I’m sure the gentleman was correct in saying that the crumb cake was delicious. All that butter and sugar, how could it not be. My question, though, was whether it couldn’t be just as delicious as a healthier version of itself. I thought about that question again this week as I laid in a hospital bed after a severe stomach flu rendered me completely dehydrated which in turn caused an abnormal EKG.

I was sent home yesterday and spent this morning being checked out by a cardiologist. Fortunately, because I do lead a healthy lifestyle of exercise and good eating choices, the abnormal EKG did appear to be caused by low potassium levels and not anything being wrong with my heart itself.

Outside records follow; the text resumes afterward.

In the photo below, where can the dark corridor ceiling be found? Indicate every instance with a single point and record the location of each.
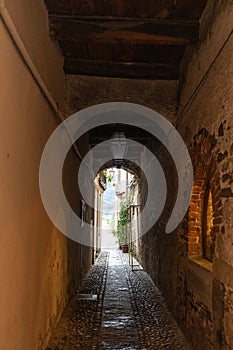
(124, 38)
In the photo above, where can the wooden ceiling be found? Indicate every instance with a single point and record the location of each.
(124, 38)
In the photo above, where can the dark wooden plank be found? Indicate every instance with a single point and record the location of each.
(123, 8)
(162, 32)
(58, 6)
(121, 70)
(154, 9)
(82, 7)
(123, 52)
(188, 9)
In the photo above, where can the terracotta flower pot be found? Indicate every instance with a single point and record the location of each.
(125, 248)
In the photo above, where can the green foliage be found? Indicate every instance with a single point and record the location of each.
(124, 218)
(107, 175)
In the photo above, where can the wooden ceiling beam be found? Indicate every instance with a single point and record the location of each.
(133, 70)
(99, 29)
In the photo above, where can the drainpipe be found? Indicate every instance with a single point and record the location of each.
(15, 36)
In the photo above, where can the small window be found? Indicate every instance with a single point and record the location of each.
(207, 226)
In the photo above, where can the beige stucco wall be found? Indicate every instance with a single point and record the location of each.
(34, 266)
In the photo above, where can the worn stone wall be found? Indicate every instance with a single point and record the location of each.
(161, 96)
(37, 263)
(205, 113)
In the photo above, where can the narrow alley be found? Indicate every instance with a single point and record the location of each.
(116, 137)
(117, 308)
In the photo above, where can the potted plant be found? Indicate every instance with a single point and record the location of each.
(122, 232)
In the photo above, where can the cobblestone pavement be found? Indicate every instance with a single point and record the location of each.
(117, 308)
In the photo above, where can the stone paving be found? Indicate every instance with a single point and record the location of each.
(117, 308)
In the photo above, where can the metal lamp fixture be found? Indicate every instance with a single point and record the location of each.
(119, 148)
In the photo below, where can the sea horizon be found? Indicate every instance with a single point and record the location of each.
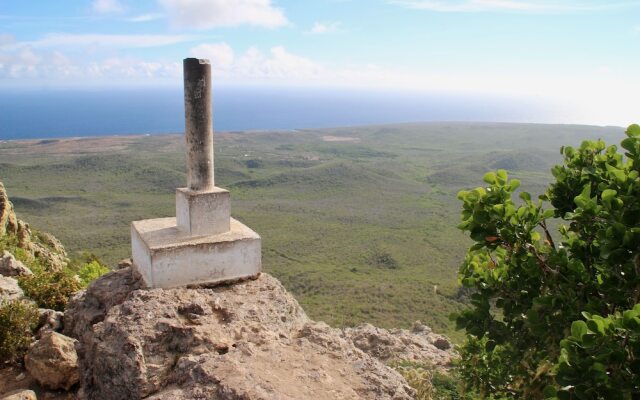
(60, 113)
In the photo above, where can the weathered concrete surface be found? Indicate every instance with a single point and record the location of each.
(167, 257)
(246, 341)
(203, 213)
(198, 123)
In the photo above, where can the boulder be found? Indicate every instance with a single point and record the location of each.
(249, 340)
(49, 320)
(90, 306)
(419, 344)
(9, 266)
(53, 361)
(9, 289)
(20, 394)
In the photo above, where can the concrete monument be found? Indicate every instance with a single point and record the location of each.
(203, 244)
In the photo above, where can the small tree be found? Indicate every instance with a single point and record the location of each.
(554, 317)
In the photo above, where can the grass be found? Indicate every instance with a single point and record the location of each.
(358, 230)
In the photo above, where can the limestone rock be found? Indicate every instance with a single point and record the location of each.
(90, 306)
(9, 289)
(9, 266)
(418, 345)
(250, 340)
(50, 320)
(53, 361)
(20, 394)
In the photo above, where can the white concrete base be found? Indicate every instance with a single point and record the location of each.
(166, 256)
(201, 213)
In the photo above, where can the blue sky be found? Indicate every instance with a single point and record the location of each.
(583, 55)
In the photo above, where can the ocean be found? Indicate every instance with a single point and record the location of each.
(30, 113)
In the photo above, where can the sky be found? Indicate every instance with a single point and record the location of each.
(581, 55)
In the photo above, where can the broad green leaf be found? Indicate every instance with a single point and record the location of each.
(490, 178)
(502, 176)
(578, 328)
(633, 130)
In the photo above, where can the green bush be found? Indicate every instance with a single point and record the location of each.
(429, 382)
(91, 271)
(18, 319)
(601, 358)
(529, 285)
(50, 289)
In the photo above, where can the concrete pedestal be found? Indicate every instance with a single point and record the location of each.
(167, 256)
(201, 213)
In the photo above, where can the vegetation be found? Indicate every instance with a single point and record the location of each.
(17, 320)
(430, 382)
(556, 317)
(325, 209)
(50, 289)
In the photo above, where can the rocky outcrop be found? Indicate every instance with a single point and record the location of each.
(419, 344)
(9, 289)
(53, 361)
(20, 394)
(250, 340)
(43, 246)
(49, 320)
(90, 306)
(9, 266)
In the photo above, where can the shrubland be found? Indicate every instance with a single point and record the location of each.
(554, 313)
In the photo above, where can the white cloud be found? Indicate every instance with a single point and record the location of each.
(539, 6)
(220, 55)
(146, 17)
(107, 6)
(6, 39)
(57, 67)
(205, 14)
(278, 65)
(320, 28)
(64, 40)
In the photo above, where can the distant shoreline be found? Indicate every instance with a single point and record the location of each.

I thought, though, about how differently the results could have been if I did eat crumb cake the way a lot of people do.

Food is to be enjoyed, and I want to eat delicious crumb cake just like other people. I think, though, that what one eats should be the best it can be for my body’s health. So, I confess, that after I made the crumb cake as I was asked, that I went to work creating a healthier version which I shared with my writing group, a friend, and my family, all of whom declared it to be delicious. It took a little though, but I was able to make a few simple changes which made all the difference.  Let me share….

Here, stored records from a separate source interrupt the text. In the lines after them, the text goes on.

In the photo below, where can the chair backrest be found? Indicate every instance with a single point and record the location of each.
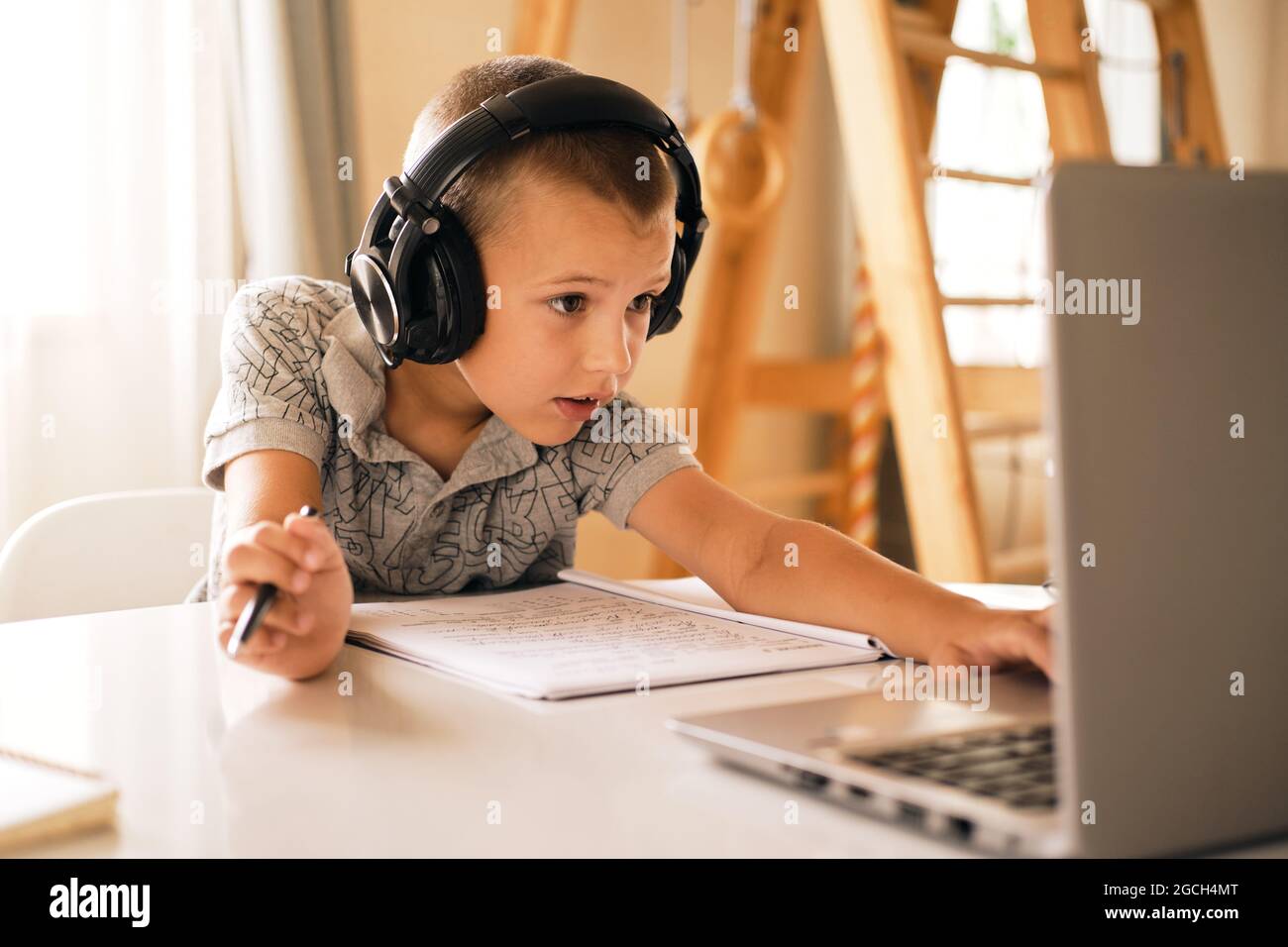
(102, 553)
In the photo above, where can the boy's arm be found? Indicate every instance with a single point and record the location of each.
(765, 564)
(267, 541)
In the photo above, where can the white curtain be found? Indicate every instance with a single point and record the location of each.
(158, 153)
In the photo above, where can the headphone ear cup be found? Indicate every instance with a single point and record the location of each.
(668, 315)
(445, 294)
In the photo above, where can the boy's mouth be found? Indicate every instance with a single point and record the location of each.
(580, 408)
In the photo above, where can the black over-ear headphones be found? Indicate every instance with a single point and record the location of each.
(419, 289)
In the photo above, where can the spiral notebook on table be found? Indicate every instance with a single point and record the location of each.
(589, 634)
(42, 800)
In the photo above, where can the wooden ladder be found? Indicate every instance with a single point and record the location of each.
(887, 62)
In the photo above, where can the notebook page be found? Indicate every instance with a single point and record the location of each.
(566, 639)
(695, 596)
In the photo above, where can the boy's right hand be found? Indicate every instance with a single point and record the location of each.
(305, 626)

The Sugar: Four cups of sugar is crazy. Really. As I’ve mentioned in the past, sugar is a poison to our body, and we’re better off avoiding it if we can. As I’ve also mentioned, sugar replacements aren’t the end all as well. They still have calories and still can cause some fluctuations in one’s glycemic index, but that you can lose so much less in a recipe and are not as refined has pluses which sugar does not. So, I opted to use a cup of Agave for the cake batter and 1/2 cup of coconut sugar in the crumb topping which reduced the sweetener from 4 cups to 1 1/2 cups. Everyone agreed the cake was plenty sweet enough.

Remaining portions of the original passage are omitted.